In a ruling which will have grave implications on how the bankruptcy process is implemented in India, the Supreme Court said it would decide whether a second shot should be taken to save Jaypee Infrastructure from liquidation, as per the existing code or outside of it, by allowing the parent company to bid for it.
Since the Insolvency and Bankruptcy Code doesn’t allow a defaulting company to bid for another, including a unit, facing insolvency proceedings, the top court may well have to go beyond the law and set up a court-appointed expert committee to deal with the issue.
It would also mean setting a new deadline to resolve the matter as the one under the IBC has already passed without any proposals being cleared by the committee of the company’s creditors.
In the alternative, the top court hinted, it would lob the issue back to the newly constituted committee of creditors, which now includes homebuyers, to invite fresh proposals of resolution.

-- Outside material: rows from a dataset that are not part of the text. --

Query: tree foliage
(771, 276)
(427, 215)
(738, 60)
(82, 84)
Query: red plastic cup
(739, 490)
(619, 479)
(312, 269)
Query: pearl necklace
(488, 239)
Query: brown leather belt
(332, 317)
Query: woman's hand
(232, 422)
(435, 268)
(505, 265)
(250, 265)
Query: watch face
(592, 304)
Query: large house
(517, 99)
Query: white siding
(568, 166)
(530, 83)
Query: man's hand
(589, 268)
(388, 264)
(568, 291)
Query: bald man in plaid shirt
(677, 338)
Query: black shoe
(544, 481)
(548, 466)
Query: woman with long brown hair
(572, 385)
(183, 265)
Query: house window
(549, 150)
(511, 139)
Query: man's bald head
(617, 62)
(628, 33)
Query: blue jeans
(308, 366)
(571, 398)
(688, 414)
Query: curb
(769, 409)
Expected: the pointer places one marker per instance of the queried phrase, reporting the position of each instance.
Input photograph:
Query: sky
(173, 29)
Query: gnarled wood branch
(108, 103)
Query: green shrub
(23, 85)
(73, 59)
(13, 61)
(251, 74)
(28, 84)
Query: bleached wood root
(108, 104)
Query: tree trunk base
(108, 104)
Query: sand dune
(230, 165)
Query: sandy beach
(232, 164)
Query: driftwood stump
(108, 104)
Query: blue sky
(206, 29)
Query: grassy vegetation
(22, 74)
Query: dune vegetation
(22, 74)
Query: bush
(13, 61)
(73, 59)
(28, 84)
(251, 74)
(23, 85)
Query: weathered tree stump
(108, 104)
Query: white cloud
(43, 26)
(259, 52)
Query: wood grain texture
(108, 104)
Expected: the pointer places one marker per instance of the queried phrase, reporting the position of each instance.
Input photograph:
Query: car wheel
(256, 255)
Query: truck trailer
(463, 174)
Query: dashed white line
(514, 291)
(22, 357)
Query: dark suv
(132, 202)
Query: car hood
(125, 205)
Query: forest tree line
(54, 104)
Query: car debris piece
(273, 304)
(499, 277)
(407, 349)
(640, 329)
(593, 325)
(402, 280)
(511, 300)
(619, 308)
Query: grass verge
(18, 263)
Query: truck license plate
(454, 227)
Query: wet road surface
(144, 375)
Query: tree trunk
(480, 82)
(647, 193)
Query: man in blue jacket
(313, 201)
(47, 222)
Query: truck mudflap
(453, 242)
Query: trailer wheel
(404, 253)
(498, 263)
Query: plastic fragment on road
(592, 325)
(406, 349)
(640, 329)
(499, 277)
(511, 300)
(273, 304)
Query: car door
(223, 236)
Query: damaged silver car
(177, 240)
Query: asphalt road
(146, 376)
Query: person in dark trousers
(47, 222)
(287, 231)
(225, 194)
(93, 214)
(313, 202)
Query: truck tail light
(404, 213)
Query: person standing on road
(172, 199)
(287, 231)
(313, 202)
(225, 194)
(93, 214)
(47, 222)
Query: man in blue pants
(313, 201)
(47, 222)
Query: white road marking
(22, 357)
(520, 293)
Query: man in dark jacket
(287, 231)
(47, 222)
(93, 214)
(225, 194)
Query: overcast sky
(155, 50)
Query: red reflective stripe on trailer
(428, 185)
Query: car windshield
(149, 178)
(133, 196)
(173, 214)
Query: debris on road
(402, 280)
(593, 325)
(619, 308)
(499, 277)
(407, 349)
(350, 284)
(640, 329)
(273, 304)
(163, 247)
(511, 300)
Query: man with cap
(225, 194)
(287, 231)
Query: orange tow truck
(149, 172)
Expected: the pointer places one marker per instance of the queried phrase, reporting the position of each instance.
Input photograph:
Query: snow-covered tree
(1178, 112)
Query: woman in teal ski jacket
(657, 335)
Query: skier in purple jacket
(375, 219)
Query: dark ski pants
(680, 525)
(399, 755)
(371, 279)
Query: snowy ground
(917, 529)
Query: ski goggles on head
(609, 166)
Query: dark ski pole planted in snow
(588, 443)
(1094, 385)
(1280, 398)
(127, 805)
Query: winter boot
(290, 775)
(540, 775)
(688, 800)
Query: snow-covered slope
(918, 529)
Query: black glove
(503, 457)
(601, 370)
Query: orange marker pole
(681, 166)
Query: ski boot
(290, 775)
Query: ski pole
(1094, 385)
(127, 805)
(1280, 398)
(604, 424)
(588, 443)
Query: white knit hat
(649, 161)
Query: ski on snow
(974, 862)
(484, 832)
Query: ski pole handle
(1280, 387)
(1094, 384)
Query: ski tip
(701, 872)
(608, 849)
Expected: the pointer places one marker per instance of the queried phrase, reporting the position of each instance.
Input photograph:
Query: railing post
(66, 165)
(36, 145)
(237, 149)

Should the apex court decide to bypass the provision that bars defaulters from bidding under IBC, a new addition to the code, it will impact a host of other such insolvencies pending before various benches of the National Company Law Tribunal.
But the top court, which had rushed into the resolution process to protect the interests of homebuyers, has very few options.
The first round of resolution to revive the company has failed. Parent company Jaiprakash AssociatesNSE 2.02 %, which had evinced interest in buying its ailing entity, was statutorily kept out of the process in the first round even though it had submitted a bid.
But now that the process has failed, the insolvency resolution professional, through senior advocate Parag Tripathi, suggested that the court permit a second attempt at resolution with or without the parent company.
Banks, which have lent huge amounts to the company, do not seem averse to the idea of going back to the statutory scheme for a fresh round of resolution.
But creditors had opposed the court’s orders to get the parent company to cover Jaypee Infra’s debts. They said it would push Jaiprakash Associates too into liquidation.
The top court on its part lacks the expertise to deal with the process on its own, a fact the chief justice conceded in open court Thursday. “We had estimated Jaypee’s liabilities to homebuyers at `2,000-odd crore. Now its estimated at `30,000 crore. It is beyond us,” a three-judge bench led by Justice Dipak Misra said.
Tripathi suggested that in the alternative, the court could set up an expert committee to give it a reasonable estimate of whether Jaypee Infra could carry out all its projects or not, bypassing the code.